J-38792-A Electronic Vibration Analyzer (EVA) 2

Tire Rotational Speed

Determining Tire Revolutions Per Second at 8 km/h (5 mph) -- Using EVA

Tire and wheel assembly rotational speed can be obtained through using the J-38792-A Electronic Vibration Analyzer (EVA) 2 . Perform the following steps using the J-38792-A Electronic Vibration Analyzer (EVA) 2 to obtain the rotational speed at 8 km/h (5 mph). Use the Enter key to advance and the Exit key to backup.

  1. On the Main Menu screen, select Auto Mode.
  2. On the Suspected Source screen, select Vehicle Speed.
  3. On the Tire Info Source screen, select Manual Entry.
  4. On the Tire Width screen, enter the specific width of the tires.
  5. For example: For a P275/55R20 tire, enter 275.

  6. On the Aspect Ratio screen, enter the specific aspect ratio of the tires.
  7. For example: For a P275/55R20 tire, enter 0.55.

  8. On the Rim Diameter screen, enter the specific rim diameter size.
  9. For example: For a P275/55R20 tire, enter 20.0.

  10. On the Driveshaft Configuration screen, enter FWD, even if the vehicle is a rear wheel drive.
  11. The next screen will display the tire size just entered for confirmation.
  12. For example: 275 0.55 20.0 - Front Wheel Drive. If the tire size displayed is correct, press Enter.

  13. On the Vehicle Speed Units screen, press Enter, disregard mph or km/h.
  14. Press the Exit key several times slowly while watching the backwards progression of the screens. Stop at the Tire Info Source screen.
  15. On the Tire Info Source screen, select RPS at 5 mph.
  16. The next screen will display the revolutions per second (RPS) at 8 km/h (5 mph) for that specific tire size.
  17. For example: The P275/55R20 will display 0.90 RPS.

Calculating Tire Revolutions Per Second at 8 km/h (5 mph) -- Without EVA

If the J-38792-A Electronic Vibration Analyzer (EVA) 2 is not available, the tire and wheel assembly rotational speed can be calculated approximately by performing the following steps.

  1. Convert the rim diameter size from inches to centimeters.
  2. For example: For a P275/55R20 tire, the rim diameter of 20 in X 2.54 converts to 50.80 cm.

  3. Calculate the radius of the rim by dividing the rim diameter by 2.
  4. For example: For a P275/55R20 tire, the rim diameter of 20 in converted to 50.80 cm divided by 2 = rim radius 25.40 cm.

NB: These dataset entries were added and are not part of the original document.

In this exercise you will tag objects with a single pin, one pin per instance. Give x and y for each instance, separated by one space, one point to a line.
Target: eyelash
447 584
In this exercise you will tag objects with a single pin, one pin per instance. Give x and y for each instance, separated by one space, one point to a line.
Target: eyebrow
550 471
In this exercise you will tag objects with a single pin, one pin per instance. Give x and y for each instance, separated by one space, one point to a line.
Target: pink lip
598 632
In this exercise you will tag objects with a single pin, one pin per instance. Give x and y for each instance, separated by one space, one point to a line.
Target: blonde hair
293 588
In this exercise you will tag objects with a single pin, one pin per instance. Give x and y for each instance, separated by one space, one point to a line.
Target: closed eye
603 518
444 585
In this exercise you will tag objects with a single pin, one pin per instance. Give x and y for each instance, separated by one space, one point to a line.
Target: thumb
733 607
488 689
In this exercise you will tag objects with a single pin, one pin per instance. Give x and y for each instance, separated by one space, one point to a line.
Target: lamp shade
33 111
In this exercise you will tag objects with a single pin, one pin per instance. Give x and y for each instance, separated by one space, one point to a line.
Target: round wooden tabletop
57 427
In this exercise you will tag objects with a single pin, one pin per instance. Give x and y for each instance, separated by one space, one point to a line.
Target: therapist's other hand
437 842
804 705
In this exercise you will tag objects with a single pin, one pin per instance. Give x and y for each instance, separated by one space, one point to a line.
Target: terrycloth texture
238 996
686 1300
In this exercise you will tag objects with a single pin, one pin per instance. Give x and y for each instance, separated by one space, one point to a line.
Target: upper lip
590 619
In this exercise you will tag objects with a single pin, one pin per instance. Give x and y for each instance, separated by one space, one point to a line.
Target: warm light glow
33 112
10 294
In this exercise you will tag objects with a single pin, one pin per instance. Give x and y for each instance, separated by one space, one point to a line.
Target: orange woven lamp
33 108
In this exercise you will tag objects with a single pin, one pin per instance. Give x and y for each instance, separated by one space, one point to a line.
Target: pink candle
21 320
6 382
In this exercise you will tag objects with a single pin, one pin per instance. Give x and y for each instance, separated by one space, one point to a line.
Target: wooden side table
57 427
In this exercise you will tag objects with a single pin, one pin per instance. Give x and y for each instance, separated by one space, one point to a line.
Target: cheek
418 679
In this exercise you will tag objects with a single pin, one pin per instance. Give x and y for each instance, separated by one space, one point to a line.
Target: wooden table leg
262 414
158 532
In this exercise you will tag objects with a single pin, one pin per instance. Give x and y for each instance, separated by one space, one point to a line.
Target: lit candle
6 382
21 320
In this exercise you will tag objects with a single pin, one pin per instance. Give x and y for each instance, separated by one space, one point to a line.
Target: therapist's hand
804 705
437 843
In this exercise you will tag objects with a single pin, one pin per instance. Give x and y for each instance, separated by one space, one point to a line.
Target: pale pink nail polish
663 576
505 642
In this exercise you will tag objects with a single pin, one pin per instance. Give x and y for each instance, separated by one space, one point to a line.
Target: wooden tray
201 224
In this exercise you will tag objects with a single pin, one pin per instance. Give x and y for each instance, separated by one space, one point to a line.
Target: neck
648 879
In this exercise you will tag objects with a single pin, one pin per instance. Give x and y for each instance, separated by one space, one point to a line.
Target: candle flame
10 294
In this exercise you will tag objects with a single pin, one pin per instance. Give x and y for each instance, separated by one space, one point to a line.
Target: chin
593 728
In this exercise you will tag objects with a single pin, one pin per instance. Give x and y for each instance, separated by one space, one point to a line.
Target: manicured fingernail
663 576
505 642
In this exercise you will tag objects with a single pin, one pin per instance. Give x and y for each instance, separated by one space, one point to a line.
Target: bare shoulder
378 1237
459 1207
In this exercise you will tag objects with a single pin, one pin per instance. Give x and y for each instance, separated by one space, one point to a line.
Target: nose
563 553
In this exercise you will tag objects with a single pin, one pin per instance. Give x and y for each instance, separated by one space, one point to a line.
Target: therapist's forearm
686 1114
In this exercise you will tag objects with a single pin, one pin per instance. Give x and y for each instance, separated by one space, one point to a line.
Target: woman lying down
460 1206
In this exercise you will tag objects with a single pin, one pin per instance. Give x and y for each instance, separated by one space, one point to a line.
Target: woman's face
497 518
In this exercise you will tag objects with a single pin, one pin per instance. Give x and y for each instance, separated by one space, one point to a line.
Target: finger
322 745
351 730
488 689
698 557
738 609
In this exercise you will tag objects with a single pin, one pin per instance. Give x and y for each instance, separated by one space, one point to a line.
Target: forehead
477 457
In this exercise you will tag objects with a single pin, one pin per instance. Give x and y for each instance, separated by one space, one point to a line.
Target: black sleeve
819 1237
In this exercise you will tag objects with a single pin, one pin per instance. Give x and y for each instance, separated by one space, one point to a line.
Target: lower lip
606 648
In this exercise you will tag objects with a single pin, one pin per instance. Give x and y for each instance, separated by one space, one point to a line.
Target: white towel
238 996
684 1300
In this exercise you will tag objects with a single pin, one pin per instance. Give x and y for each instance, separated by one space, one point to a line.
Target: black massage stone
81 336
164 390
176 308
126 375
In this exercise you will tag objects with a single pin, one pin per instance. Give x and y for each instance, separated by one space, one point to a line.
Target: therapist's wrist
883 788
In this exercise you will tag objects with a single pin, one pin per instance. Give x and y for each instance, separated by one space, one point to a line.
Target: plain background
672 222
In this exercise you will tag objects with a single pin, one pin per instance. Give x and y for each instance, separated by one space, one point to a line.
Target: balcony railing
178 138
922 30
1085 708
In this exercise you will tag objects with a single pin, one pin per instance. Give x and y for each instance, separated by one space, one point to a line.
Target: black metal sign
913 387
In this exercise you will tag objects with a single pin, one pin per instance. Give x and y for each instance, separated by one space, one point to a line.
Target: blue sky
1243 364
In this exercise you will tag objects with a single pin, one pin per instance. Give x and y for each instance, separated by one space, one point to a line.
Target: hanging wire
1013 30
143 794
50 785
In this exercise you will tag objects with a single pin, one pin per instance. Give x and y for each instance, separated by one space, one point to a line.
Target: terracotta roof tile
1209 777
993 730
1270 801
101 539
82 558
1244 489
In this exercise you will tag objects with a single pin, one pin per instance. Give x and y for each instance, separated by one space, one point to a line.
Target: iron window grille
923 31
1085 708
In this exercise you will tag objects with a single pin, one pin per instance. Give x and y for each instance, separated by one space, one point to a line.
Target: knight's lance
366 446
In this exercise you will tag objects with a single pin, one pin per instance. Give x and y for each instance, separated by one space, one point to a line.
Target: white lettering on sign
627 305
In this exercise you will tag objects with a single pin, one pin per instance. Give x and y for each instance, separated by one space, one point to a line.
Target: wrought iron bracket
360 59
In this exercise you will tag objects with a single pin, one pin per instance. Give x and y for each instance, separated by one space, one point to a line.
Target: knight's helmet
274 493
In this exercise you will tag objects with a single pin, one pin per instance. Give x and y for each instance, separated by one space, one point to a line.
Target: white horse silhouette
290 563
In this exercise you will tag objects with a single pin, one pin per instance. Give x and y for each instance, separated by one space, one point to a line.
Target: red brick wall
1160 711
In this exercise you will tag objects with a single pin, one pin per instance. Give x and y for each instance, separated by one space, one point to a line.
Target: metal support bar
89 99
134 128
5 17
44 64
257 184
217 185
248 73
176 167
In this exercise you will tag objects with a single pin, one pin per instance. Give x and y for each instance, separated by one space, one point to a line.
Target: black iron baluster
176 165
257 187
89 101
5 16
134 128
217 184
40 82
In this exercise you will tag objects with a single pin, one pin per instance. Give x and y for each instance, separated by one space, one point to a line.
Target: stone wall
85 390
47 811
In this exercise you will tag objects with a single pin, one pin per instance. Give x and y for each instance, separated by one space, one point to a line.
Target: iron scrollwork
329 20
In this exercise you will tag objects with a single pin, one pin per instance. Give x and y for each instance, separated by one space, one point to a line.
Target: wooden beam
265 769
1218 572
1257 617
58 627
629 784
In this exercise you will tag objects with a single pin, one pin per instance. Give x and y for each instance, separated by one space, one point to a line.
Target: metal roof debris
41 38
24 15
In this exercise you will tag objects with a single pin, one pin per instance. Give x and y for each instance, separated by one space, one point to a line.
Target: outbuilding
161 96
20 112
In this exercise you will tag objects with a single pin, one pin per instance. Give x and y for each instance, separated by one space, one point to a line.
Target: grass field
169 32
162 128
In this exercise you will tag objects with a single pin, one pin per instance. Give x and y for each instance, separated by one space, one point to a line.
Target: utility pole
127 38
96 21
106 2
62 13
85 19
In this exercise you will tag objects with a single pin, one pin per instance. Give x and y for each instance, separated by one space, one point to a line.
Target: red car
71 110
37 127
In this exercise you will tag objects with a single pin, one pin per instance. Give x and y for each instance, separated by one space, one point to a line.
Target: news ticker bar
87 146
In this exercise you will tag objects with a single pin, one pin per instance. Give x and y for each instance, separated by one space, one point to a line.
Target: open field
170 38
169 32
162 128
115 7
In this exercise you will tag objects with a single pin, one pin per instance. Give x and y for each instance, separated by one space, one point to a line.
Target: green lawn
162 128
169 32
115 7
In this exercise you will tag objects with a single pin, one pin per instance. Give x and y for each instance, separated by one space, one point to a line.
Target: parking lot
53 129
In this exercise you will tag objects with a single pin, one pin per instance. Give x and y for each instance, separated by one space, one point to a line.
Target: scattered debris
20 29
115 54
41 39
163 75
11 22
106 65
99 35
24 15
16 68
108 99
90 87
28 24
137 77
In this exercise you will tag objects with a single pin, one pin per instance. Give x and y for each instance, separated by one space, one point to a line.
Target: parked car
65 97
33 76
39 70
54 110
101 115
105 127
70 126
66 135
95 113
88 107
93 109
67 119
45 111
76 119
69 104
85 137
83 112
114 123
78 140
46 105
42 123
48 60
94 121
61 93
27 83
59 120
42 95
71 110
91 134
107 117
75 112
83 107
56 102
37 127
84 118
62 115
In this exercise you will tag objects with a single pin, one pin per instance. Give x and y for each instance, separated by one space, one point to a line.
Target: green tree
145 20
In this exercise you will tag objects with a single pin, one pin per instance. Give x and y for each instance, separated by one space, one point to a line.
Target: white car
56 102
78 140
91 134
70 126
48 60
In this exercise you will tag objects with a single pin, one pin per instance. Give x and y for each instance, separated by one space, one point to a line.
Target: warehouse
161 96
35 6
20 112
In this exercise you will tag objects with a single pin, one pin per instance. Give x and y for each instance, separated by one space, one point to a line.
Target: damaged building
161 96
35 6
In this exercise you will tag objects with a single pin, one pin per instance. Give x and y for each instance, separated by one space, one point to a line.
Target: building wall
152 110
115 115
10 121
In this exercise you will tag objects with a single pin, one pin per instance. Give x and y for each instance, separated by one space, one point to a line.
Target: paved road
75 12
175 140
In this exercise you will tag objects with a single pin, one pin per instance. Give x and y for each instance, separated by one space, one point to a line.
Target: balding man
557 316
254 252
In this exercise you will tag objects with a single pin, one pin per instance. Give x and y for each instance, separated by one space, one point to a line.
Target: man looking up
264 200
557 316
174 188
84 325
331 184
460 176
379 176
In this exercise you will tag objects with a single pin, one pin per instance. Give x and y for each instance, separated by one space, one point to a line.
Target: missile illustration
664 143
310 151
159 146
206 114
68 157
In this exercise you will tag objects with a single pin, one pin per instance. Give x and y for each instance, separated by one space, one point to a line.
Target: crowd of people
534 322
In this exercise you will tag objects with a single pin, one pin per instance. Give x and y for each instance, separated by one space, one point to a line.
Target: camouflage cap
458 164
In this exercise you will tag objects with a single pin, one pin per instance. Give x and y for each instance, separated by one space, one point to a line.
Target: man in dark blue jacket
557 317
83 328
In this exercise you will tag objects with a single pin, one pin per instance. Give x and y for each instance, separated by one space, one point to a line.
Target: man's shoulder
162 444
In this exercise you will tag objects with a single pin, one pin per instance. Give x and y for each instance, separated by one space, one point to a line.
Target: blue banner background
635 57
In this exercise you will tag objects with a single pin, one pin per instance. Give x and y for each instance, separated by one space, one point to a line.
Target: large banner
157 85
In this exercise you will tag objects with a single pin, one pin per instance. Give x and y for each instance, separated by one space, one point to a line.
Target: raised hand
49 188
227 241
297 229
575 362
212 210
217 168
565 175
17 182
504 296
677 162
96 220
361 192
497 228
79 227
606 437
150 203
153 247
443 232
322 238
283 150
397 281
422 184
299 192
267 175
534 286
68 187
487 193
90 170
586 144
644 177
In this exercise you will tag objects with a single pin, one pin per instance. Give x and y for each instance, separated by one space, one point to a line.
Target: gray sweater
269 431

  5. Calculate the approximate tire sidewall height by multiplying the specific tire tread width by the aspect ratio, then reduce 7 percent from the amount by multiplying by 93 percent to approximate load on the tire reducing the sidewall height.
  6. For example: For a P275/55R20 tire, tread width 275 mm X aspect ratio as a decimal 0.55 = 151 mm X 0.93 = approximate sidewall height 140.43 mm.

  7. Convert the calculated approximate tire sidewall height from millimeters to centimeters.
  8. For example: For a P275/55R20 tire, approximate sidewall height 140.43 mm converts to 14.04 cm.

  9. Calculate the approximate tire and wheel assembly radius by adding the rim radius and approximate sidewall height, both in cm.
  10. For example: For a P275/55R20 tire, rim radius 25.40 cm + 14.04 cm = approximate tire and wheel assembly radius 39.44 cm.

  11. Calculate the approximate circumference of the tire and wheel assembly by multiplying 2 X pi, or 6.283185 X the approximate tire and wheel assembly radius.
  12. For example: For a P275/55R20 tire, 6.283185 X approximate tire and wheel assembly radius 39.44 cm = approximate tire and wheel assembly circumference 247.809 cm.

  13. Calculate the approximate revolutions per kilometer by dividing the number of cm in 1 km, 100,000 cm by the approximate tire and wheel assembly circumference.
  14. For example: For a P275/55R20 tire, 100,000 cm divided by approximate tire and wheel assembly circumference 247.809 cm = approximate revolutions per kilometer 403.537.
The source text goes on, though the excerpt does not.